Sono dati su cui riflettere, che Squinzi invita a prendere in considerazione, specie dopo che qualche giorno fa è arrivato il via libera di Bruxelles sullo sblocco dei debiti dello stato italiano verso le imprese.
E dire che i 48 miliardi di cui parla Squinzi non sarebbero nemmeno tutti i crediti vantati dalle imprese italiane verso lo stato e gli enti locali. Essi ammonterebbero, secondo le stime più recenti, a non meno di 70 miliardi, ossia circa il 4,4% del pil, di cui solo una decina sarebbe nei confronti degli enti locali.
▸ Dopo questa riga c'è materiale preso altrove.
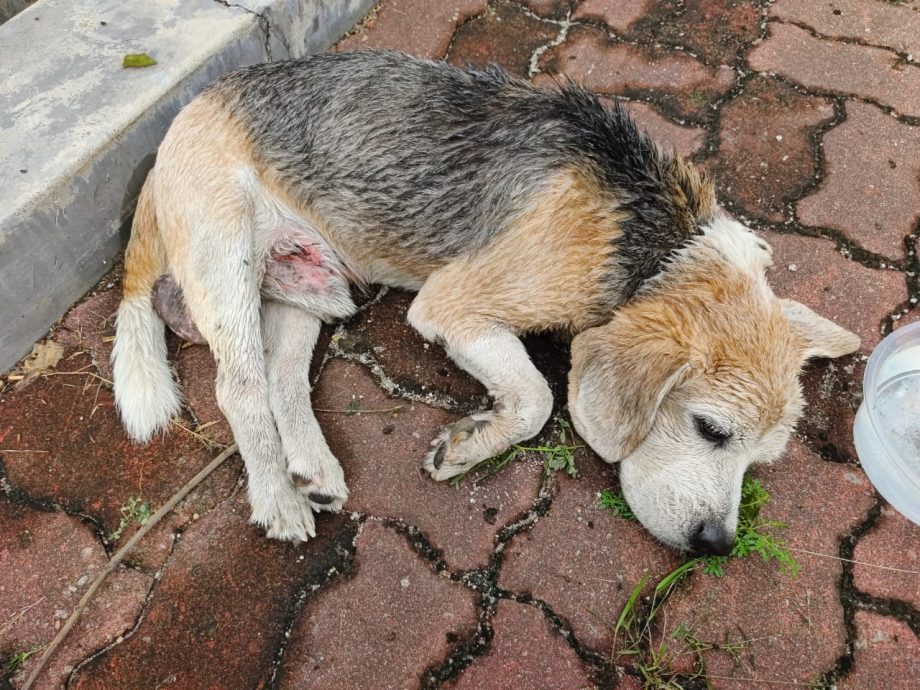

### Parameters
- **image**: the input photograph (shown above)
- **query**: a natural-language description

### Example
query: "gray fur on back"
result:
[212,51,720,301]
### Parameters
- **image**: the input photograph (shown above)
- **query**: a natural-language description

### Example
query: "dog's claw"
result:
[307,491,337,506]
[249,491,316,544]
[431,441,447,470]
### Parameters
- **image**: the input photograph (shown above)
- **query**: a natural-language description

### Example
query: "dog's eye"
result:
[693,417,732,448]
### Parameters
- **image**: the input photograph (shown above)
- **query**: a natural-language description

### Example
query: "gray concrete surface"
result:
[0,0,373,371]
[0,0,35,24]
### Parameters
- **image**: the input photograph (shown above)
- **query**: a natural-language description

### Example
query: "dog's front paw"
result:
[288,454,348,513]
[422,412,508,481]
[249,487,316,544]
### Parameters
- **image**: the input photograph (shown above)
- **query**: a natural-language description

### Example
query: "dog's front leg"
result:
[408,287,553,480]
[262,301,348,510]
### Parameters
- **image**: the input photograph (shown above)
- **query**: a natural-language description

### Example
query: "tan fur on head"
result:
[569,223,859,549]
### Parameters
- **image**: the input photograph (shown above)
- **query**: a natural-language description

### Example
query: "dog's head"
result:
[569,218,859,554]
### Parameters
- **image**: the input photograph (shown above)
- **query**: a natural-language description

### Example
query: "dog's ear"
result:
[569,310,691,462]
[780,299,859,359]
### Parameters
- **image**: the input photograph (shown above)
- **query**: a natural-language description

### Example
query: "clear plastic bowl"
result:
[853,323,920,525]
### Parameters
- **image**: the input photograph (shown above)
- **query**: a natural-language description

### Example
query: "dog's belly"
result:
[151,236,355,344]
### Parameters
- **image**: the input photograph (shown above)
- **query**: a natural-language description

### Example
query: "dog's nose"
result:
[690,520,735,556]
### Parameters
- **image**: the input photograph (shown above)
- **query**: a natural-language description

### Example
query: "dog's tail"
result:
[112,171,180,442]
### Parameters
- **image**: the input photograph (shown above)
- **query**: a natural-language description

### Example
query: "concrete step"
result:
[0,0,373,371]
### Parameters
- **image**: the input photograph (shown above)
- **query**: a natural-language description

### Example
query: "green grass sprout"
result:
[108,496,153,542]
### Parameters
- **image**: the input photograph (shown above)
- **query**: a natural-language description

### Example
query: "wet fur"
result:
[113,52,858,548]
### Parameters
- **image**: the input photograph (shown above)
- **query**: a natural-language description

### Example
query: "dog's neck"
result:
[636,213,773,296]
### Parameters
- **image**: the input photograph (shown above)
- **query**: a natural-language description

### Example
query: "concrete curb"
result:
[0,0,373,371]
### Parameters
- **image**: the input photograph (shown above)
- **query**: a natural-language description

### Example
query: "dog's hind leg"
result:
[408,278,553,480]
[180,223,316,542]
[262,300,348,510]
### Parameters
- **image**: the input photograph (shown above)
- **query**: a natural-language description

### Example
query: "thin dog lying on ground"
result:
[113,52,859,554]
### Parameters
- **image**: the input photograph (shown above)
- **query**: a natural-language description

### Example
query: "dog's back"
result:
[207,52,715,303]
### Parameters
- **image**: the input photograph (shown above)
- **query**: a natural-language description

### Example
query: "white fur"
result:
[408,304,553,481]
[112,295,180,443]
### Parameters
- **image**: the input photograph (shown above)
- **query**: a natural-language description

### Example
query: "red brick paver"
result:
[540,27,735,113]
[452,601,594,690]
[715,76,834,222]
[313,360,543,570]
[67,492,353,690]
[336,0,486,58]
[796,103,920,258]
[281,523,476,690]
[498,453,680,654]
[660,441,875,690]
[853,507,920,609]
[838,611,920,690]
[572,0,651,31]
[448,2,559,77]
[749,23,920,115]
[770,0,920,57]
[0,503,153,688]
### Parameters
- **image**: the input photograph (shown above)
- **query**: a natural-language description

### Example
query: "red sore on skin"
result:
[266,245,329,292]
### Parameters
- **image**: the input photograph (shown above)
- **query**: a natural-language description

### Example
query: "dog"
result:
[112,51,859,554]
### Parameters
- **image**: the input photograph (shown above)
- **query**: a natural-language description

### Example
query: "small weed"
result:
[0,647,41,678]
[450,446,524,489]
[689,89,709,108]
[598,477,799,577]
[108,496,153,542]
[599,489,639,522]
[450,417,582,488]
[599,477,799,689]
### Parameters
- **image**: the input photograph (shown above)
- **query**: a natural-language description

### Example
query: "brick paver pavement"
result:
[0,0,920,690]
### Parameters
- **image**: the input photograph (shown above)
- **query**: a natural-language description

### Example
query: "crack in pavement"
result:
[214,0,274,62]
[265,513,367,690]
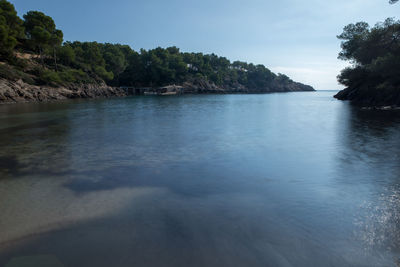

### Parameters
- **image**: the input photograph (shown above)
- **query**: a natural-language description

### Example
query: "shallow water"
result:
[0,91,400,267]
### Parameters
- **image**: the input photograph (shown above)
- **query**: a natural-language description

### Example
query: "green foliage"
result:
[338,18,400,90]
[0,0,24,56]
[0,0,302,90]
[24,11,63,60]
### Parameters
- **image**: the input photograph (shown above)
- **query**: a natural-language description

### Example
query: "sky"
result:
[10,0,400,90]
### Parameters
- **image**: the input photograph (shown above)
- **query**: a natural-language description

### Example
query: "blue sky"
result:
[11,0,400,90]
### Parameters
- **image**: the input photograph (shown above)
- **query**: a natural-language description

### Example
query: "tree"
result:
[24,11,63,68]
[0,0,24,55]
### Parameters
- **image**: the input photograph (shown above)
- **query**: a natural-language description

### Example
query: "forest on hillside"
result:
[0,0,312,90]
[336,0,400,106]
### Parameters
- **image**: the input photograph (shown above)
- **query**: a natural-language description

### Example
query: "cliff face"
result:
[334,86,400,108]
[0,79,127,103]
[183,80,315,94]
[0,79,314,103]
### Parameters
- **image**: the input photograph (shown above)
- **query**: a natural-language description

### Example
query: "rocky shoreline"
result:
[0,79,127,104]
[0,79,315,104]
[334,87,400,110]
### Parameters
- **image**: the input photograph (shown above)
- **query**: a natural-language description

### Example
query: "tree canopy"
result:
[0,0,310,90]
[0,0,24,55]
[338,18,400,104]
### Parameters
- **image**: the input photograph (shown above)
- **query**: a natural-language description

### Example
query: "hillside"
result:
[0,0,314,102]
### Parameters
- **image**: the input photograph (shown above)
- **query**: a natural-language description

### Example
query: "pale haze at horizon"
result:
[10,0,400,90]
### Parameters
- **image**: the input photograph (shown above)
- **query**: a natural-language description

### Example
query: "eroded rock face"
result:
[0,79,127,103]
[334,87,400,108]
[182,80,315,94]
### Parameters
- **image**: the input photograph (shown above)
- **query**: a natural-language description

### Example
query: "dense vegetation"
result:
[0,0,312,92]
[337,1,400,106]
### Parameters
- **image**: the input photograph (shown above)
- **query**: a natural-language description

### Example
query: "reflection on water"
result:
[0,92,400,267]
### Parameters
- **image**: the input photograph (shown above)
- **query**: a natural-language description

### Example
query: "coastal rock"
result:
[0,79,127,103]
[334,87,400,109]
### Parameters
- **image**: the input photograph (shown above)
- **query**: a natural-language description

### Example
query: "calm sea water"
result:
[0,91,400,267]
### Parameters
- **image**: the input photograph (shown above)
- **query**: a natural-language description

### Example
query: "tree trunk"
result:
[39,46,44,68]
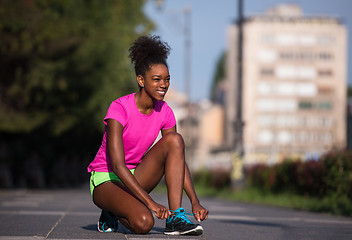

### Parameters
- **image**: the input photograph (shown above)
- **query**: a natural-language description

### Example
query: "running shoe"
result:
[164,208,203,236]
[97,210,118,232]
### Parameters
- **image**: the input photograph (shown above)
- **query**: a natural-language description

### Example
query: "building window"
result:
[319,52,332,61]
[298,101,313,109]
[260,68,274,77]
[318,69,333,77]
[258,130,274,143]
[258,50,277,63]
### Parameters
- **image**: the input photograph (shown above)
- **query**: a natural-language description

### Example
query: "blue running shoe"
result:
[97,210,118,233]
[164,208,203,236]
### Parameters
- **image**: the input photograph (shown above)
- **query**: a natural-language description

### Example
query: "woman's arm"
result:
[106,119,168,219]
[161,125,209,222]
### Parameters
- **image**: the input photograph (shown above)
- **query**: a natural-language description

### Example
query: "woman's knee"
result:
[164,132,185,149]
[130,212,154,234]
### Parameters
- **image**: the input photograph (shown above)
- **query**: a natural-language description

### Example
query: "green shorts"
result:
[90,168,135,198]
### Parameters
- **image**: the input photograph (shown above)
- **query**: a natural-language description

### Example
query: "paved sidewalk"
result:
[0,186,352,240]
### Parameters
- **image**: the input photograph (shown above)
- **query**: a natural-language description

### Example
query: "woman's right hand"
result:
[148,202,171,219]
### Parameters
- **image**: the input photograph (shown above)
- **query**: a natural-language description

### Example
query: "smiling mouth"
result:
[156,90,166,95]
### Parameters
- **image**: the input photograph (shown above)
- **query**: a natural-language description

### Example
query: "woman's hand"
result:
[192,203,209,222]
[148,202,171,219]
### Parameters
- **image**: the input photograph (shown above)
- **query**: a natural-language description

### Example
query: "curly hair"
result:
[128,35,171,77]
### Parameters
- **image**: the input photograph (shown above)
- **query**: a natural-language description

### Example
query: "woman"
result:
[88,36,208,235]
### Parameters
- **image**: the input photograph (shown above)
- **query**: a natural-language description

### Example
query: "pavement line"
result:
[1,201,39,207]
[0,210,99,216]
[208,206,246,213]
[208,214,352,225]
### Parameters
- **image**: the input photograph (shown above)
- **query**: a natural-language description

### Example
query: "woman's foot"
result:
[97,210,119,232]
[164,208,203,236]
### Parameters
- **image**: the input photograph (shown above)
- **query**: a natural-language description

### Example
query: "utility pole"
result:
[231,0,244,189]
[234,0,244,157]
Il problema è dove reperire le risorse per effettuare i pagamenti. L’ipotesi lanciata da tempo dal ministro dell’Economia, Vittorio Grilli, sarebbe l’emissione di titoli di stato. Certo, una misura che implicherebbe una maggiore pressione sul fronte dei collocamenti dei nostri bond, ma vie alternative non se ne intravedono, compresa l’idea di fare ricorso alla Cdp, che essendo un soggetto privato, spiega il ministro, non potrebbe essere impiegato per pagare debiti che non sarebbero i suoi.